Разбуди другие деревья, ива!
Поскорее собрать ее пушистые семечки. Я делала фитили для свечей, сохраняя их на потом. Из прутьев я сплела большую корзину для картофеля, который мы вырастим за лето на самой большой грядке. Еще до того, как мерзлота ушла их земли, Армуд начал остервенело выкапывать камни из картофельных гряд – каменная кладка росла и росла как монумент его любви к нам. От огромных камней, уходящих под землю, у него так разболелась спина, что он несколько недель не мог спать. Он трудился ради нас. Ибо без земли и еды мы бы умерли. В самые трудные вечера я кипятила воду, клала в нее пучок ивовой коры и оставляла настояться. Он выпивал, это облегчало боль, приходил сон. Что-то властное, зовущее повисло в воздухе, когда деревья наполнились соками, и Армуд построил вокруг дома забор, призванный защищать нас от голода. Словно голод можно удержать за забором. Забивал гвозди, не отдыхая ни минуты. В дальнем углу он оставил прореху в заборе для домового и кошки, которой мы обзавелись только двадцать лет спустя. Туда тоже полагалась доска, но в тот момент у него осталась всего одна, а она нужна была ему для более важного дела.
– А у вас, дети, будут свои качели, висящие на яблоне!
Так он и сказал, а ты громко рассмеялся от счастья.
– Я научусь летать, отец!
– Ты обязательно научишься летать. Руар, обещаю тебе. Мы все полетим.

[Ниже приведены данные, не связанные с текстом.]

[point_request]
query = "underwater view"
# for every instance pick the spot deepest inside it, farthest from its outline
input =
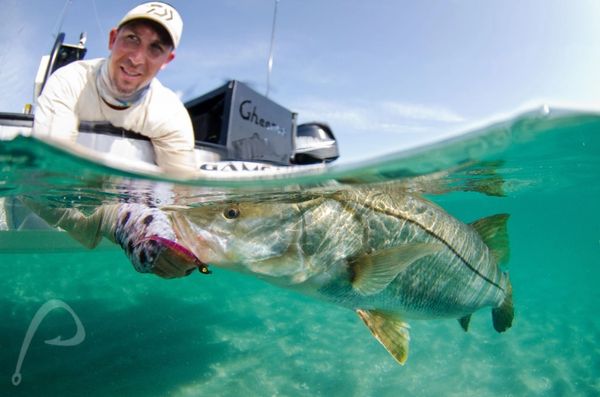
(75, 321)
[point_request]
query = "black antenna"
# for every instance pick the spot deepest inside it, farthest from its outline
(270, 62)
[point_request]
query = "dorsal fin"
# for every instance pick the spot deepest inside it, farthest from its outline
(494, 233)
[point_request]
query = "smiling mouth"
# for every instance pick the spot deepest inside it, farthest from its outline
(130, 74)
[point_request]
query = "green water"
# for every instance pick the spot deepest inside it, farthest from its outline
(229, 334)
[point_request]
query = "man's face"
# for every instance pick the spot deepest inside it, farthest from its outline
(137, 54)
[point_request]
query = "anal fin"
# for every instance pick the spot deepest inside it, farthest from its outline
(464, 322)
(390, 331)
(503, 315)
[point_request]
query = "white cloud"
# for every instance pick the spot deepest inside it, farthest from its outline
(421, 112)
(390, 117)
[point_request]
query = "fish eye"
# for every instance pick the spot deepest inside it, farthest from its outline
(231, 213)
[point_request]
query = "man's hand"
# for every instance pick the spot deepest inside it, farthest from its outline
(149, 242)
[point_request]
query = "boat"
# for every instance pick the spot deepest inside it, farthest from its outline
(231, 123)
(236, 129)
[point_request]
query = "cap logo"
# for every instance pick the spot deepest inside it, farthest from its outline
(166, 13)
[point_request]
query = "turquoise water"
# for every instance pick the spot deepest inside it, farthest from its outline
(230, 334)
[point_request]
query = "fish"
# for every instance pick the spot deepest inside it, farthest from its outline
(390, 255)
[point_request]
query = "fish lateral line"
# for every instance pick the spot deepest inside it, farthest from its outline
(368, 205)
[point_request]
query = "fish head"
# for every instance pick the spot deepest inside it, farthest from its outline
(257, 237)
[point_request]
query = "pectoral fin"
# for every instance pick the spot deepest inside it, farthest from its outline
(464, 322)
(373, 272)
(390, 331)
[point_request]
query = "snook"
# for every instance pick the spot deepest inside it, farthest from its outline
(388, 255)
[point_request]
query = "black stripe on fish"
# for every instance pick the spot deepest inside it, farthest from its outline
(434, 235)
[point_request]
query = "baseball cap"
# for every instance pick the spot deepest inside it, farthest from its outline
(162, 13)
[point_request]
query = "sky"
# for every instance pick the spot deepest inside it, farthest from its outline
(385, 75)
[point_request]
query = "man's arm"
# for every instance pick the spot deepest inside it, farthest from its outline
(55, 116)
(145, 234)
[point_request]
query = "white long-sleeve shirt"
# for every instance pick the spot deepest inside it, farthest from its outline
(71, 95)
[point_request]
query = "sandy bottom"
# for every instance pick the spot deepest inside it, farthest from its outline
(229, 334)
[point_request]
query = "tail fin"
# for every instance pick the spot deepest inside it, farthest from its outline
(503, 315)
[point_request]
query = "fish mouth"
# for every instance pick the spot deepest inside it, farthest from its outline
(182, 252)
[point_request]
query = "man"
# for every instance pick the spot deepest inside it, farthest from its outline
(122, 89)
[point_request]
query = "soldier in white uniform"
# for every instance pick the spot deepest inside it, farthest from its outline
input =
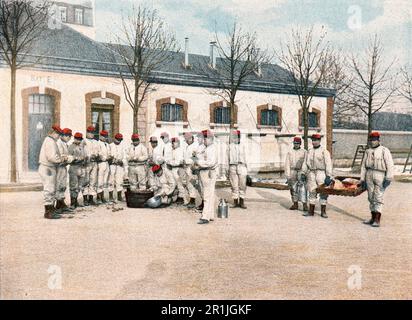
(103, 166)
(164, 185)
(90, 168)
(117, 165)
(176, 165)
(237, 170)
(199, 153)
(61, 205)
(207, 164)
(76, 170)
(137, 156)
(155, 156)
(49, 160)
(317, 169)
(376, 175)
(293, 171)
(166, 150)
(188, 155)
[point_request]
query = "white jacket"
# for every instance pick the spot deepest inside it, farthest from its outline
(165, 184)
(49, 153)
(103, 150)
(380, 159)
(136, 154)
(294, 161)
(188, 152)
(177, 157)
(91, 148)
(117, 152)
(237, 153)
(317, 159)
(208, 159)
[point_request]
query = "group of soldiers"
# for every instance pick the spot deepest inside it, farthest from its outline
(313, 168)
(176, 173)
(183, 173)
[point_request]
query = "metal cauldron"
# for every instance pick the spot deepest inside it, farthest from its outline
(137, 199)
(223, 209)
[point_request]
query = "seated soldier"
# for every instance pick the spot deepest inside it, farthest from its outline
(164, 185)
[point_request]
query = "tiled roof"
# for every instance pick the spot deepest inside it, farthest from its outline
(66, 50)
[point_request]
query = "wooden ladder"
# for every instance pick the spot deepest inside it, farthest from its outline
(408, 161)
(360, 151)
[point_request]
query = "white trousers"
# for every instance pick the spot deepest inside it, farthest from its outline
(190, 177)
(61, 181)
(208, 179)
(374, 183)
(237, 177)
(137, 177)
(102, 176)
(179, 175)
(90, 179)
(76, 176)
(315, 179)
(48, 177)
(116, 175)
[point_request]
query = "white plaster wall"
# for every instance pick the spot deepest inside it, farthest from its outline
(262, 151)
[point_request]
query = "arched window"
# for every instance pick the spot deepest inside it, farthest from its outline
(221, 113)
(172, 112)
(269, 116)
(313, 118)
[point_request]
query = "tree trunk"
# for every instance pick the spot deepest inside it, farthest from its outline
(135, 119)
(305, 127)
(370, 115)
(13, 160)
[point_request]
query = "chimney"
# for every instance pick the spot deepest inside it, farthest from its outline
(187, 52)
(212, 54)
(259, 64)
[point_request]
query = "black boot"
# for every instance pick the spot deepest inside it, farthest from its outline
(235, 203)
(191, 204)
(99, 199)
(73, 203)
(377, 221)
(62, 208)
(311, 211)
(102, 199)
(323, 211)
(305, 206)
(49, 212)
(201, 206)
(111, 198)
(91, 201)
(371, 220)
(295, 206)
(242, 203)
(85, 201)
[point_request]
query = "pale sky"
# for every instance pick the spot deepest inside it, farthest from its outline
(349, 23)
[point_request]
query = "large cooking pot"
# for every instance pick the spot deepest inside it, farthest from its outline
(137, 199)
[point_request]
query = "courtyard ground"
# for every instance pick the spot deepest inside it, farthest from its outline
(264, 252)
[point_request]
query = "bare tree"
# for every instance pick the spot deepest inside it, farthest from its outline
(373, 85)
(143, 46)
(405, 90)
(338, 78)
(240, 58)
(21, 24)
(306, 60)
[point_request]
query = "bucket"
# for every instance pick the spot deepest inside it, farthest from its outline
(137, 199)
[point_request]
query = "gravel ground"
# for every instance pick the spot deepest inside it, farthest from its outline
(264, 252)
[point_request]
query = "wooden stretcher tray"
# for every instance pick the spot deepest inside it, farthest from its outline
(341, 192)
(266, 183)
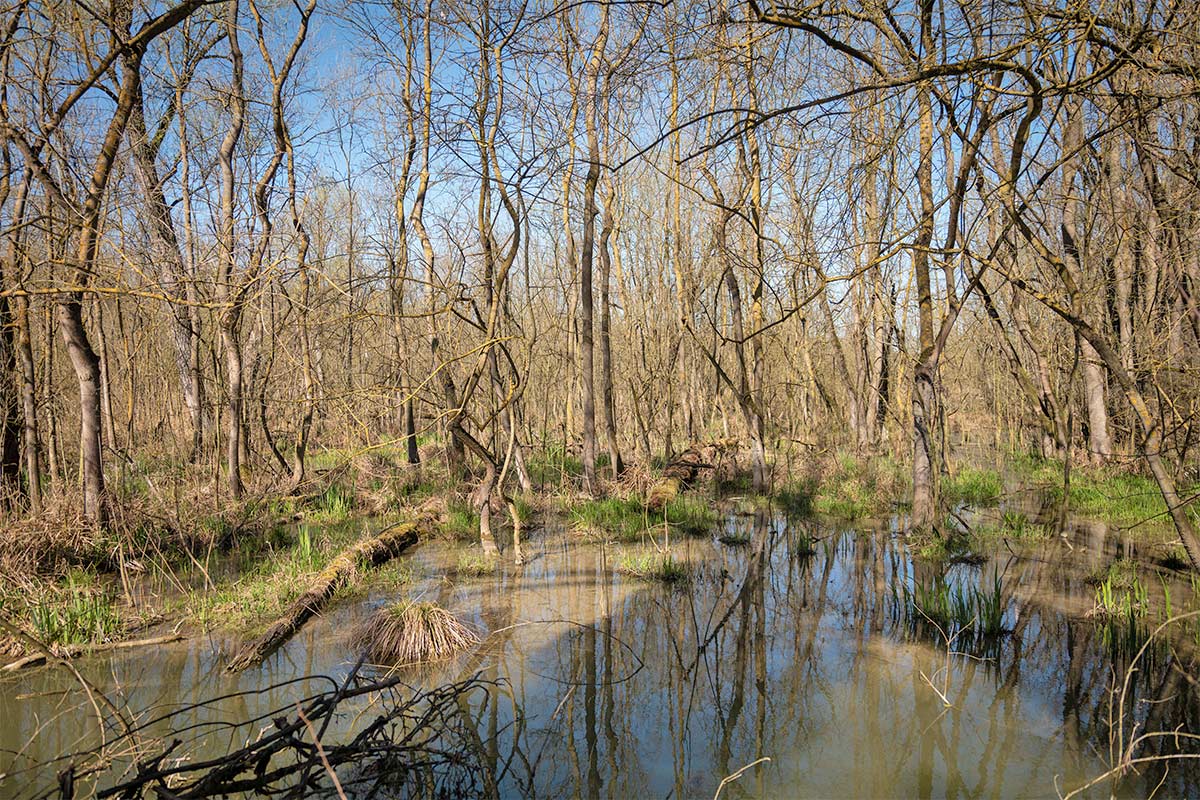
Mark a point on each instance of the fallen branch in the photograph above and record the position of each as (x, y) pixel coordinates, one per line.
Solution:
(687, 468)
(76, 650)
(379, 548)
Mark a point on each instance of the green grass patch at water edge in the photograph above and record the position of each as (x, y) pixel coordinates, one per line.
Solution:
(973, 486)
(653, 566)
(628, 518)
(1105, 493)
(850, 487)
(957, 609)
(273, 577)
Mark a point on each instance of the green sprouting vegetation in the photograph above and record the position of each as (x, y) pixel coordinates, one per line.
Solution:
(624, 518)
(1120, 572)
(795, 498)
(1105, 493)
(461, 522)
(270, 576)
(973, 486)
(628, 518)
(652, 565)
(335, 504)
(79, 612)
(852, 488)
(1117, 600)
(959, 609)
(693, 515)
(1014, 527)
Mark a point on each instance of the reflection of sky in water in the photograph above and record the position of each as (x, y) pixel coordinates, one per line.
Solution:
(630, 689)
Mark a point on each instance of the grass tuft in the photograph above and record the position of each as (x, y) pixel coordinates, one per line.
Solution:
(973, 486)
(651, 565)
(413, 632)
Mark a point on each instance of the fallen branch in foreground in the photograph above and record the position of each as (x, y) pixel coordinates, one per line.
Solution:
(76, 650)
(379, 548)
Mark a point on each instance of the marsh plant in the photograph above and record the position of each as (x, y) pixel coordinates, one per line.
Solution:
(1121, 599)
(972, 612)
(973, 486)
(82, 613)
(651, 565)
(413, 632)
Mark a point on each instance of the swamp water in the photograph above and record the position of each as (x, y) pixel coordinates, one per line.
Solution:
(792, 647)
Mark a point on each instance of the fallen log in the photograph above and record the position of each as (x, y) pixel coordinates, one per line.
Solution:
(379, 548)
(687, 468)
(76, 650)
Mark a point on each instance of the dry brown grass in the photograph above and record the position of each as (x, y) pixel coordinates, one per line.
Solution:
(413, 632)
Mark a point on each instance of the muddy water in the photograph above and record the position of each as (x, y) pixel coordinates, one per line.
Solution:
(792, 648)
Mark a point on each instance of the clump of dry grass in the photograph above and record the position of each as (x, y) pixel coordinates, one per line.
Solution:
(413, 632)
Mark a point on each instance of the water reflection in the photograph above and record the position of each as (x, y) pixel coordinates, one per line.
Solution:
(791, 649)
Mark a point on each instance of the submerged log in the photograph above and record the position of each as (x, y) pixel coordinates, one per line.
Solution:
(379, 548)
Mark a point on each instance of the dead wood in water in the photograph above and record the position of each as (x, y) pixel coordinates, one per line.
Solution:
(382, 547)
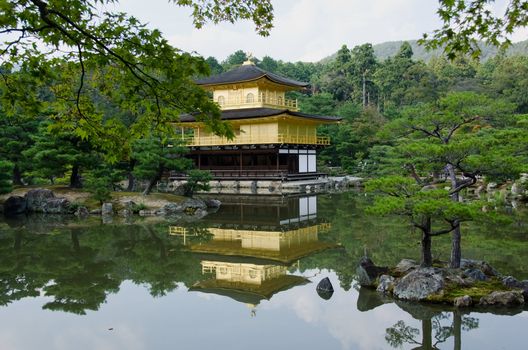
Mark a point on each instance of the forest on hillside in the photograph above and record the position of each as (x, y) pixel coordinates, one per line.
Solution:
(369, 93)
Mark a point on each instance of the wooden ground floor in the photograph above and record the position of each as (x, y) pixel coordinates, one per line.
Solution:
(292, 163)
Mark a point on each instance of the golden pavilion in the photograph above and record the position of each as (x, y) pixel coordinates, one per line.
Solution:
(273, 140)
(253, 246)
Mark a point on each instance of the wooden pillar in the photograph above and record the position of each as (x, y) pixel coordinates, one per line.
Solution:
(240, 157)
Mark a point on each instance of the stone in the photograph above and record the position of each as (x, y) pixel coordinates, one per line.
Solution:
(130, 205)
(212, 203)
(325, 285)
(37, 199)
(464, 301)
(325, 289)
(193, 203)
(160, 212)
(511, 282)
(508, 298)
(57, 206)
(405, 265)
(386, 284)
(199, 213)
(15, 205)
(483, 266)
(107, 209)
(172, 208)
(476, 274)
(369, 299)
(491, 186)
(367, 272)
(125, 213)
(82, 212)
(147, 212)
(419, 284)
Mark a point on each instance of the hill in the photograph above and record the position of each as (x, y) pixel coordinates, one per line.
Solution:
(390, 48)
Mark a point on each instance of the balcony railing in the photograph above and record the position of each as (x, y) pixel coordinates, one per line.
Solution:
(254, 140)
(259, 100)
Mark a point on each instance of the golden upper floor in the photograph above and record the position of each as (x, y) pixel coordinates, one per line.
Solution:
(282, 128)
(248, 86)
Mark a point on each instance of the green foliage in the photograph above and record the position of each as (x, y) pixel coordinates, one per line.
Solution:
(6, 169)
(466, 22)
(99, 183)
(79, 64)
(197, 180)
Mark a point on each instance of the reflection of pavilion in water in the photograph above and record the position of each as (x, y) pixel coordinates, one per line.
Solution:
(252, 246)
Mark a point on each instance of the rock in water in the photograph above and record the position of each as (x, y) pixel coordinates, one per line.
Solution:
(193, 203)
(509, 298)
(172, 208)
(213, 203)
(511, 282)
(367, 272)
(386, 284)
(107, 209)
(419, 284)
(325, 288)
(476, 274)
(15, 205)
(57, 206)
(405, 265)
(82, 212)
(464, 301)
(37, 199)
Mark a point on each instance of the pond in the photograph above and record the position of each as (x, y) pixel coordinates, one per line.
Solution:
(241, 278)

Качели уже были готовы. Армуд долго сидел на камнях, шлифуя доску песком, но повесить ее он собирался только следующей весной, когда Туне Амалия вырастет большой и не упадет с качелей. На этих качелях вы будете раскачиваться все детство, ощущая, как ветер треплет волосы и одежду. На них вы будете взлетать к небу, когда вас раскачает отец, чтобы увидеть, как высок лес, почти дотронуться до верхушек деревьев и снова улететь. Вы не привязаны к земле. Что значит недостающая доска в заборе в сравнении с такой свободой? Через эту прореху мои мысли порой ускользали прочь.